Since, hydrogen is the most pervasive element in the hydrosphere as well as in the lithosphere; it might have been played a dominating role in synthesis of RNA/DNA and evolution of life. Considering that fact, we suggest that hydrogen rotors with ability to generate electrons may also sense and adjust to physical and chemical fields operating on the Earth. Especially, long term interactions with solar, thermal, gravitational, electric, magnetic and acoustic fields that have significant energies might have been shaping the course of evolution. Thus, we state that RNA and DNA, beside the ability of self-replication, possess also ability of self-adjustment to physical and chemical fields. The principle role in those abilities is played by hydrogen rotors. These may have allowed RNA/DNA to transform into self-replicating lifeforms, which firstly emerged in the ocean, then colonized coastal areas and lands.
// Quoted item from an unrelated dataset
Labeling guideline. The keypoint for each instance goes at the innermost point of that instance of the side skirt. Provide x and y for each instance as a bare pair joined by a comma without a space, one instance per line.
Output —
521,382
Intriguing is also a fact that rotational processes are important for warming climate, since all of the gases absorbing thermal energy have rotational configuration. In particular the H–H rotors that are whirling around oxygen atoms in water vapor molecules as well as a pair of such rotors operating in methane (CH4) may effectively store energy in the troposphere. These rotors can intercept upward directed thermal radiation, which is trapped, causing warming climate on the Earth [9].
It is worth to underline that the importance of rotational motion was for the first time correctly described by Nicolaus Copernicus in his hand written manuscript entitled “Commentariolus” over 500 years ago (the original manuscript is presently a museum material in possession of the Center of History of Science of the Swedish Royal Academy of Sciences in Stockholm). We are confident that rotational motion plays also a basic role in all electrostatic and electrodynamic activities in RNA/DNA, as for example studied in molecular scales by means of experiments and mathematical modelling e.g. [30]–[35]. The same rotational principles impose all rotational-electric interactions that are responsible for efficient transcription and replication of RNA/DNA, transport of molecules in biological cells as well as internal and external communication that is conducted in all lifeforms.
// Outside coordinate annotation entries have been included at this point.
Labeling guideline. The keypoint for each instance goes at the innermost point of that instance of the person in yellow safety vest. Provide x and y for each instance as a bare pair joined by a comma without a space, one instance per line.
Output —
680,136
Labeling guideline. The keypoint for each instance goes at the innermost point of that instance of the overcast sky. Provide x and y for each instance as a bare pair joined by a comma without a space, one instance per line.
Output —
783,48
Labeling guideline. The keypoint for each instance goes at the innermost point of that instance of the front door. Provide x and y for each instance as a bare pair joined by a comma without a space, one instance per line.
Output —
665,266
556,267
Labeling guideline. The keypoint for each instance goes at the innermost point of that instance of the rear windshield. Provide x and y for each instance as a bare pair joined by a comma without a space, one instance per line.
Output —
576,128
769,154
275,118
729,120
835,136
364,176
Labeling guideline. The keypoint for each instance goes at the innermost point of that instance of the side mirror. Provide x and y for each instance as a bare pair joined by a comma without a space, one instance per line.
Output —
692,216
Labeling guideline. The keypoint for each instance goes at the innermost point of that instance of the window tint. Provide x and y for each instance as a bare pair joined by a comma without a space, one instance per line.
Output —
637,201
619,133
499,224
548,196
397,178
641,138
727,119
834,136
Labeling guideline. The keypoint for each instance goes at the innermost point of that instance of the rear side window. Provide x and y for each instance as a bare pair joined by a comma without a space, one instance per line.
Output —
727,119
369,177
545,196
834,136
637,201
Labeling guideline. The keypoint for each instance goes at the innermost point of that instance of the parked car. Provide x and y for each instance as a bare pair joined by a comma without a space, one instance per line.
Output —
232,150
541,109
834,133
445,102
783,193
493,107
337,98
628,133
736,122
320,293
Considering that here outlined research base only on observations dedicated to rotational motion of rising bubbles, we call for more extended investigations exploring rotational and electric processes at molecular and atomic scales including even a sub-atomic processes. In particular, the generation of electrons by hydrogen rotors operating in methyl and amine groups and related flow of electrons through the hydrogen switches needs to be investigated.
The authors declare they have not used Artificial Intelligence (AI) tools in the creation of this article.